British Airways owner eyes up potential relaunch at 50% capacity from July

British Airways and Aer Lingus owner, International Consolidated Airlines Group (IAG), has revealed the scale of carnage caused to the airline industry due to the coronavirus pandemic.

In a series of cost-cutting measures, bosses tentatively said flights could resume at 50% capacity by July but added the group was burning through cash and does not expect to return to full capacity until 2023.

The company said Covid-19 was having a “devastating impact on the global airline and travel sectors, with the spread of the virus worldwide, resulting in lockdowns and travel restrictions and advisories, particularly from late February 2020 onwards.”

Due to the restrictions, passenger capacity fell 94% from late March, with most aircraft grounded, or operating a reduced service for repatriation and cargo-only flights.

Bosses insisted, when going into the crisis, the firm has a strong balance sheet with 10 billion euros (£8.7 billion) available. They were hoping for a UK Government bailout, after Spanish authorities gave the business, which also owns airline Iberia, a loan.

But with no help coming from the Treasury, IAG has dipped into the Bank of England’s loan scheme, although this has not stopped the firm announcing plans for 12,000 redundancies.

To reduce spending, day-to-day cash costs were cut from 440 million euros (£384 million) per week to 200 million euros per week.

The firm added it is planning a “meaningful return” to service in July with capacity of 50% in 2020, although the company added: “These plans are highly uncertain and subject to the easing of lockdowns and travel restrictions”.

However, passenger demand will not recover to pre-crisis levels until 2023, it predicted, leading to 68 planes due for delivery now likely to be deferred.

BA planes at Heathrow
British Airways planes at Heathrow Airport (PA)

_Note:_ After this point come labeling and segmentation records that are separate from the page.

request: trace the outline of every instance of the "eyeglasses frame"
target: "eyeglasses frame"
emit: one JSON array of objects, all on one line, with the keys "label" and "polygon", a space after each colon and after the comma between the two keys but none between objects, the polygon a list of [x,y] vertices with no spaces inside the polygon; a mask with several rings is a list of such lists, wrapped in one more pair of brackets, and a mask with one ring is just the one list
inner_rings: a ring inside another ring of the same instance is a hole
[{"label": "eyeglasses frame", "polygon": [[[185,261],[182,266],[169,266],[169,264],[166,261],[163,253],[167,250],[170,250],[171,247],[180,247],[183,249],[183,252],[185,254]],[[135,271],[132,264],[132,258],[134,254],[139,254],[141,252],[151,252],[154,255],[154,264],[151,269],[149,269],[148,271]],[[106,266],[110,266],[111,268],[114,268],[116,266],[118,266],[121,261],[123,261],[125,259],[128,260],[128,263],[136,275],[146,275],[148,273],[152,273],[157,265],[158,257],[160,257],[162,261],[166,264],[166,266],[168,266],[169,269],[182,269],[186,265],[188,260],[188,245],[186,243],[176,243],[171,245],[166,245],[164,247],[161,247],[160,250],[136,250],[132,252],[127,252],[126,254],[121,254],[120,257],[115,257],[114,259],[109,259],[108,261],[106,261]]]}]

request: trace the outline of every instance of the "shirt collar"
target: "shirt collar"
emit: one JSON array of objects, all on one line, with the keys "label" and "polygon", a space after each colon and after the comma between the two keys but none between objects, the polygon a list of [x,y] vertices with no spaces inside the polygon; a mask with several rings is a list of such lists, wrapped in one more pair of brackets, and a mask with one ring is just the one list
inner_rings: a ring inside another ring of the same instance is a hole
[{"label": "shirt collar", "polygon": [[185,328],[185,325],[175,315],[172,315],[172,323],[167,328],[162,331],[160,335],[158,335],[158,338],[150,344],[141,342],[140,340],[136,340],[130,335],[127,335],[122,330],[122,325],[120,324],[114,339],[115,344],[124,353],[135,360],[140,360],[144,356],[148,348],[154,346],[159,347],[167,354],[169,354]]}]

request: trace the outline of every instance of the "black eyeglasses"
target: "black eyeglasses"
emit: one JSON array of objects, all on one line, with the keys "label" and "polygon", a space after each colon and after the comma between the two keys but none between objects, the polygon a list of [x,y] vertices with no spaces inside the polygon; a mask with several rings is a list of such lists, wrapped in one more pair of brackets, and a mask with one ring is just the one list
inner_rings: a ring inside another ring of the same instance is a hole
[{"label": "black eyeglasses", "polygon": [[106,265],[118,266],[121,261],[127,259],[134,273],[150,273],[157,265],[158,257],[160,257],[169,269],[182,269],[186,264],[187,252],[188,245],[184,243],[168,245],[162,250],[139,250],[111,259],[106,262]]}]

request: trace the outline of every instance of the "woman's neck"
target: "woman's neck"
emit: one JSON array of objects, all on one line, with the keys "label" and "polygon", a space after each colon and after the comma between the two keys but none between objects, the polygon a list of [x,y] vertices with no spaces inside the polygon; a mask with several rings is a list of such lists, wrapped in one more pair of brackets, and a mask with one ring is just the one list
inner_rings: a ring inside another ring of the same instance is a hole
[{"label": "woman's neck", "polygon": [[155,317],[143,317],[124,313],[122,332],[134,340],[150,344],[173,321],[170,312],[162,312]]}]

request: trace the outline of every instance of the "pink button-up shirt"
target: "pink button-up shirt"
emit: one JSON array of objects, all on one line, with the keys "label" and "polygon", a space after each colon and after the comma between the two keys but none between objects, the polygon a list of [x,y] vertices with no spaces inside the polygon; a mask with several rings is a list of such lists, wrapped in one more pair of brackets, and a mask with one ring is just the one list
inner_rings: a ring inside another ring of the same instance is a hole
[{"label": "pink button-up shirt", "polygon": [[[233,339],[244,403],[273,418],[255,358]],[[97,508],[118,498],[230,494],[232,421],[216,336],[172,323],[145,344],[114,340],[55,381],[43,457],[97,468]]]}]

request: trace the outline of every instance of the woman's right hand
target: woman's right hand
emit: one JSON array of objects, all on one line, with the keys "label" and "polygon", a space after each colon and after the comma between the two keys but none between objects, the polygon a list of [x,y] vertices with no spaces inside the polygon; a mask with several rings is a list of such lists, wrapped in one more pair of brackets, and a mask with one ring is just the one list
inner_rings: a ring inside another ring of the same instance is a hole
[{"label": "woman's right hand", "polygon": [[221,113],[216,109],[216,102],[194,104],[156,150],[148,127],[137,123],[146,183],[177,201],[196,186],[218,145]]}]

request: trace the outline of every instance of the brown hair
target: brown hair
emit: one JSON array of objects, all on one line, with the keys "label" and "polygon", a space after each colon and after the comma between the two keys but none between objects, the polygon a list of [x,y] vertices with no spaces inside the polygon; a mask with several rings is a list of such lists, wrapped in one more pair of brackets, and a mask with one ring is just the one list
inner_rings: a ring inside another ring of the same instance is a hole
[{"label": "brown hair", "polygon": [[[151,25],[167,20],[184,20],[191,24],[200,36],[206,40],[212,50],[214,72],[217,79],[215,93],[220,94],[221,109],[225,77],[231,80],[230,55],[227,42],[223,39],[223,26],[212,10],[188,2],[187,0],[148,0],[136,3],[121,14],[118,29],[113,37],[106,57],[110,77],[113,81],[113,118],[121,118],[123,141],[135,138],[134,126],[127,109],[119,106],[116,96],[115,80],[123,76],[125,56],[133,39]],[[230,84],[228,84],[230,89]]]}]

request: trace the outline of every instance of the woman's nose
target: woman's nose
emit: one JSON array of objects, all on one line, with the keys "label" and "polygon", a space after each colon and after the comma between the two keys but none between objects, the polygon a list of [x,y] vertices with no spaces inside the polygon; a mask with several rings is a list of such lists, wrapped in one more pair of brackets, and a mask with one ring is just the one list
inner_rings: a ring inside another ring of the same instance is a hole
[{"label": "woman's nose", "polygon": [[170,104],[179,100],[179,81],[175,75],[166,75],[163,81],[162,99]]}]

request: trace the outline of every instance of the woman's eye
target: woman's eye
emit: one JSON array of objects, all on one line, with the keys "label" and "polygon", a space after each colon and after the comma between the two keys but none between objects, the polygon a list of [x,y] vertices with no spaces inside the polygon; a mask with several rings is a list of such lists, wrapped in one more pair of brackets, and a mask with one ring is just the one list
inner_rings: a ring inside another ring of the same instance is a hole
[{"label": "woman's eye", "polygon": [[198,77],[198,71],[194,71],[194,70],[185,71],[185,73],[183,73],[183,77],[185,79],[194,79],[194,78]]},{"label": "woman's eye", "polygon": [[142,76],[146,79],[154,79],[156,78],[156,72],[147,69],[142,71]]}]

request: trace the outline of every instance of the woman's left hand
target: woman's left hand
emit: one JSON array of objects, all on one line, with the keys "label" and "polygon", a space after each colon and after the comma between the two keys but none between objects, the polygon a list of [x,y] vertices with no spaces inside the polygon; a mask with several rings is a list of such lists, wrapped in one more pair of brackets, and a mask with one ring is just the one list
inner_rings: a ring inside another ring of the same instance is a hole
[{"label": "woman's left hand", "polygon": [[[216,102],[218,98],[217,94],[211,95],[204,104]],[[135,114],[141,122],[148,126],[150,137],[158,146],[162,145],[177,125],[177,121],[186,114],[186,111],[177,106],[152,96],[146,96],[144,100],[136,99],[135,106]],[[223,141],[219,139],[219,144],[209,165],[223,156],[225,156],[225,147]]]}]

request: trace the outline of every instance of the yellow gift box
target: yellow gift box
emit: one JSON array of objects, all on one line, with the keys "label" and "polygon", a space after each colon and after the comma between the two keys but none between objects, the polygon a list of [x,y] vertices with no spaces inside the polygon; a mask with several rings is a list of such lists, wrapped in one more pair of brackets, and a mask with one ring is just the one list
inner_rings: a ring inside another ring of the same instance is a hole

In the three months to March 31, IAG said capacity was down 10.5% compared with 2019, with a first quarter operating loss before one-off costs of 535 million euros (£467 million).

There was a one-off charge in the quarter of 1.3 billion euros (£1.1 billion) to untangle complicated hedges on fuel and currency exchange costs.

Willie Walsh, IAG chief executive, said: “The operating result up to the end of February was in line with a year ago. However, March’s performance was severely affected by government travel restrictions due to the rapid spread of Covid-19 which significantly impacted demand.”

He added: “We are planning for a meaningful return to service in July 2020 at the earliest, depending on the easing of lockdowns and travel restrictions around the world.

“We will adapt our operating procedures to ensure our customers and our people are properly protected in this new environment. ”

“However, we do not expect passenger demand to recover to the level of 2019 before 2023 at the earliest. This means group-wide restructuring is essential in order to get through the crisis and preserve an adequate level of liquidity. We intend to come out of the crisis as a stronger group.”

He also confirmed his delayed retirement will now take place on September 24, with Iberia boss Luis Gallego taking over then,

The news comes just weeks after British Airways said it was set to make up to 12,000 workers redundant.

The airline, which employs 42,000 people, has suffered from the global collapse in passenger numbers caused by the coronavirus pandemic.

IAG said BA will consult on a “restructuring and redundancy programme” as it is expected to take “several years” until demand for air travel returns to 2019 levels.

It added at the time: “The proposals remain subject to consultation but it is likely that they will affect most of British Airways’ employees and may result in the redundancy of up to 12,000 of them.”

Sir Richard Branson has warned that Virgin Atlantic will collapse unless it receives Government support, with more than 3,000 jobs set to go.